André Pedroso, candidato a deputado federal, explicou que o partido do PTB dividiu o dinheiro do fundo partidário entre os candidatos, mas desde o início ele se comprometeu em devolver o valor recebido para os cofres públicos. Segundo ele, cada candidato receberia R$ 100 mil em quatro parcelas de vinte e cinco mil, do fundo, para serem gastos com a campanha durante as eleições, porém André já havia recusado o recebimento. Por questões de igualdade entre os candidatos o partido transferiu a sua primeira parcela, sem a anuência de André, o que levou ele a tomar a decisão de devolver para a mesma conta de origem.
“Todo mundo está me questionando sobre o motivo que me levou a tomar essa decisão, já que têm candidatos gastando quase um milhão de reais dos recursos públicos com santinho e sabe se lá mais o quê, porque é um exagero um candidato gastar tanto dinheiro assim em 45 dias. Dinheiro que poderia ser investido na compra de remédios, livros educacionais, uniformes para as nossas crianças. Eu tenho o direito de receber porque é legal, mas não acho que é moral”.
Ele explica que sempre criticou a criação dessa lei, por isso entende que seria hipocrisia da sua parte usar o dinheiro público.
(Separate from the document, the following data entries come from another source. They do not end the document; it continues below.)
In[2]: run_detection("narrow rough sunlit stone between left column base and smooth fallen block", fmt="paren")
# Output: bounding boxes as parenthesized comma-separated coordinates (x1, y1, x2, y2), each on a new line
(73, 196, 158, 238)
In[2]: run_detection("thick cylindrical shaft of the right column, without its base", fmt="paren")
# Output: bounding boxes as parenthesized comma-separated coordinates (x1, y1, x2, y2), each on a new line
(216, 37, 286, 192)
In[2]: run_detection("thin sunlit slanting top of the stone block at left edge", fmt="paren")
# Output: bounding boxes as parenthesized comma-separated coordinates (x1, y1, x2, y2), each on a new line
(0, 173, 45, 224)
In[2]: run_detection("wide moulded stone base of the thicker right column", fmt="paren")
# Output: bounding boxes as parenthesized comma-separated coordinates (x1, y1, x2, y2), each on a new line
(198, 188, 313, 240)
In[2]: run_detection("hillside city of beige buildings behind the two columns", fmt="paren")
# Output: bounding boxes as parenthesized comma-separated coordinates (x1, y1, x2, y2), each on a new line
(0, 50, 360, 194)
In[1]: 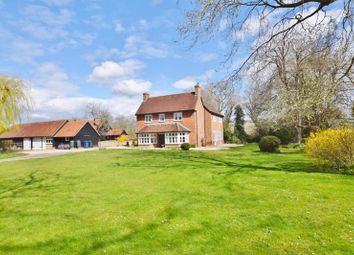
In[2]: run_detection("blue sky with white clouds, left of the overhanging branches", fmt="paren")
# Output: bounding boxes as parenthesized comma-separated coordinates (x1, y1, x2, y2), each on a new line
(0, 0, 241, 122)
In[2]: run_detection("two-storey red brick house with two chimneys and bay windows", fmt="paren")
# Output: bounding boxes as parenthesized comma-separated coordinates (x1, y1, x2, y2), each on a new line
(136, 84, 224, 147)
Pedroso esclarece que os 4,9 bilhões de reais gastos em campanha a cada dois anos deveriam ser destinados à construção de escolas, unidades básicas de saúde, pavimentação de rodovias e muitas outras necessidades dos cidadãos brasileiros.
O candidato ainda relata que chegou ao seu conhecimento que alguns políticos até assinaram cartas declarando que não usariam o dinheiro do fundo eleitoral e agora estão fazendo uso do recurso, mas destaca que prefere dormir com sua consciência tranquila a imaginar que falta o alimento da merenda porque foi gasto com papel de campanha.
“Eu não sou político profissional, tenho a minha empresa e sobrevivo disso, e não entrei na política para receber vantagens ou benefícios, eu entrei para ser diferente dos que estão lá, então não faz sentido agir como eles quando eu defendo a mudança. Precisamos de uma renovação não só de pessoas no Congresso Nacional, mas de conduta, de caráter” – destacou o candidato.